猫のお留守番中のエアコンや冷暖房器具の設定

猫のお留守番中のエアコンと暖房猫のお留守番に悩むポイントで多いのが、エアコンなどの冷暖房器具の設定です。

家族がいないお留守番中に猫が快適に安心して過ごせるように室温を調節してあげると、お出かけ先のご家族も安心できます。

夏と冬ですと、圧倒的に夏のお留守番のエアコン・冷暖房器具の設定に悩む方が多いです。
猫も人間と同様、熱中症になりますので、夏場は特に気を付けてあげたいですね。

この記事では、夏と冬、季節に分けて猫のお留守番中のエアコンや暖房器具の設定についてまとめました。

夏場は特に猫の熱中症に注意!

夏のお留守番は猫の熱中症に注意夏本番になると人間も熱中症で搬送される人等が増えますが、猫も熱中症は要注意です。
特に夏場のお留守番中、人間が長期間不在にする期間は猫も熱中症になる可能性があります。

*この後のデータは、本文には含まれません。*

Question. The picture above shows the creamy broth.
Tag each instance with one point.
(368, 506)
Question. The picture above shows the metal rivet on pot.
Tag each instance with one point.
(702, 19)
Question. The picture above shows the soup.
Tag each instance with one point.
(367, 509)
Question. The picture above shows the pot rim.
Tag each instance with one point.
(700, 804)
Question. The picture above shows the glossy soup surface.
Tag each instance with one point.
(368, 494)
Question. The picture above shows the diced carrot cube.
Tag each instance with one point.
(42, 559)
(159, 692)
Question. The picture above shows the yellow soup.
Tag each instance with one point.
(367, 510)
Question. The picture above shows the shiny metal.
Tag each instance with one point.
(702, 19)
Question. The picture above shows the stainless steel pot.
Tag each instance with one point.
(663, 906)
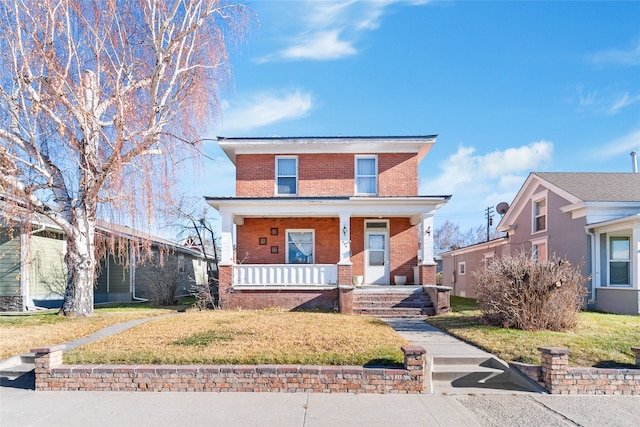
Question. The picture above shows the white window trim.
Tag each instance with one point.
(538, 242)
(299, 230)
(487, 257)
(629, 260)
(277, 176)
(462, 268)
(543, 195)
(355, 174)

猫は元々砂漠で生きてきた生き物ですので、犬に比べると暑さには強い生き物です。
しかし、汗腺が舌と指の間(肉球)にしかないため人間のように体温調節をすることができません。

熱中症になると以下のような症状が出てきます。

  • 元気がなくぐったりとしている
  • ゼーゼーと口で息をする
  • 体温が40℃以上になる
  • ふらつき
  • 嘔吐

など、家族でも判断できるような症状が出ていたらまずはすぐに涼しい場所へ移動させ、身体を霧吹きなどで濡らしたり、冷たい氷やアイスノンなどで冷やしてあげましょう。

冷やすポイントは脇の下やお腹、後ろ足の根元など大きな血管が通っている部分が効率的です。また冷たい風を扇風機などで吹きかけてあげることも有効です。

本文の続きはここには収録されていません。